Posted to user@spark.apache.org by 萝卜丝炒饭 <14...@qq.com> on 2017/02/14 11:41:55 UTC
how to fix the order of data
HI all,
the belowing is my test code. I found the output of val input is different. how do i fix the order please?
scala> val input = sc.parallelize( Array(1,2,3))
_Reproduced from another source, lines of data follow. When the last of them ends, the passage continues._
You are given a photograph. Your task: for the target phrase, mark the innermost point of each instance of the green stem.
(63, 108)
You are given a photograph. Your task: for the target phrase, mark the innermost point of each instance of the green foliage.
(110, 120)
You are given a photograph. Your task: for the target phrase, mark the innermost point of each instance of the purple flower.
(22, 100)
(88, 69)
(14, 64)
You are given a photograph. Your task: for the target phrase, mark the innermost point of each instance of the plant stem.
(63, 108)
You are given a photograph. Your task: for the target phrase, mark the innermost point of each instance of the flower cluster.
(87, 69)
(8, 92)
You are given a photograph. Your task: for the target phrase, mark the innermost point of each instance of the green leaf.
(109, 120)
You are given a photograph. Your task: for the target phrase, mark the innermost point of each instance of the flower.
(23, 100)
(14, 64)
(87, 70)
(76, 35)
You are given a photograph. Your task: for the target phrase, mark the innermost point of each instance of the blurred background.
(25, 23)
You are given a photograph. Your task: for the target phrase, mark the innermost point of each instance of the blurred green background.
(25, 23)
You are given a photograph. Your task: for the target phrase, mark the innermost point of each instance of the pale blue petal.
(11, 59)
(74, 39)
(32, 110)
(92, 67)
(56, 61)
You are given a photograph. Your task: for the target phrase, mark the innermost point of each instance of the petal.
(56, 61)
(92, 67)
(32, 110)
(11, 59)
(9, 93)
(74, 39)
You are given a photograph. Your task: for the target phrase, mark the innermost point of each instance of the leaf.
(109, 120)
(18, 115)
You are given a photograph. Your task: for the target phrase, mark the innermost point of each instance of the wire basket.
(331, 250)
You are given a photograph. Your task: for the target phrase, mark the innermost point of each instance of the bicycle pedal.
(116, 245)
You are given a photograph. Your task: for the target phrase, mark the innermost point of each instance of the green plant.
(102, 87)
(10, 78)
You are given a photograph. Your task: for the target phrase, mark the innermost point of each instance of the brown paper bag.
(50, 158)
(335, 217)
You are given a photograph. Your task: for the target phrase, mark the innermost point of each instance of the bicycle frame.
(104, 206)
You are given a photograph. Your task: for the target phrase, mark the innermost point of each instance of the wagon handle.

input: org.apache.spark.rdd.RDD[Int] = ParallelCollectionRDD[13] at parallelize at <console>:24
scala> input.foreach(print)
132
scala> input.foreach(print)
213
scala> input.foreach(print)
312
Re: how to fix the order of data
Posted by 萝卜丝炒饭 <14...@qq.com>.
IT works well now, thanks
---Original---
From: "Sam Elamin"<hu...@gmail.com>
Date: 2017/2/14 19:54:36
To: "萝卜丝炒饭"<14...@qq.com>;
Cc: "user"<us...@spark.apache.org>;
Subject: Re: how to fix the order of data
Its because you are just printing on the rdd
You can sort the df like below
 input.toDF().sort().collect()
or if you do not want to convert to a dataframe you can use the sort by sortByKey([ascending], [numTasks])
Regards
Sam
On Tue, Feb 14, 2017 at 11:41 AM, 萝卜丝炒饭 <14...@qq.com> wrote:
   HI  all,
the belowing is my test code. I found the output of val input is different. how do i fix the order please?
scala> val input = sc.parallelize( Array(1,2,3))
input: org.apache.spark.rdd.RDD[Int] = ParallelCollectionRDD[13] at parallelize at <console>:24
scala> input.foreach(print)
132
scala> input.foreach(print)
213
scala> input.foreach(print)
312
Re: how to fix the order of data
Posted by Sam Elamin <hu...@gmail.com>.
Its because you are just printing on the rdd
You can sort the df like below
input.toDF().sort().collect()
or if you do not want to convert to a dataframe you can use the sort by
*sortByKey*([*ascending*], [*numTasks*])
Regards
Sam
On Tue, Feb 14, 2017 at 11:41 AM, 萝卜丝炒饭 <14...@qq.com> wrote:
> HI all,
> the belowing is my test code. I found the output of val
> input is different. how do i fix the order please?
>
> scala> val input = sc.parallelize( Array(1,2,3))
> input: org.apache.spark.rdd.RDD[Int] = ParallelCollectionRDD[13] at
> parallelize at <console>:24
>
> scala> input.foreach(print)
> 132
> scala> input.foreach(print)
> 213
> scala> input.foreach(print)
> 312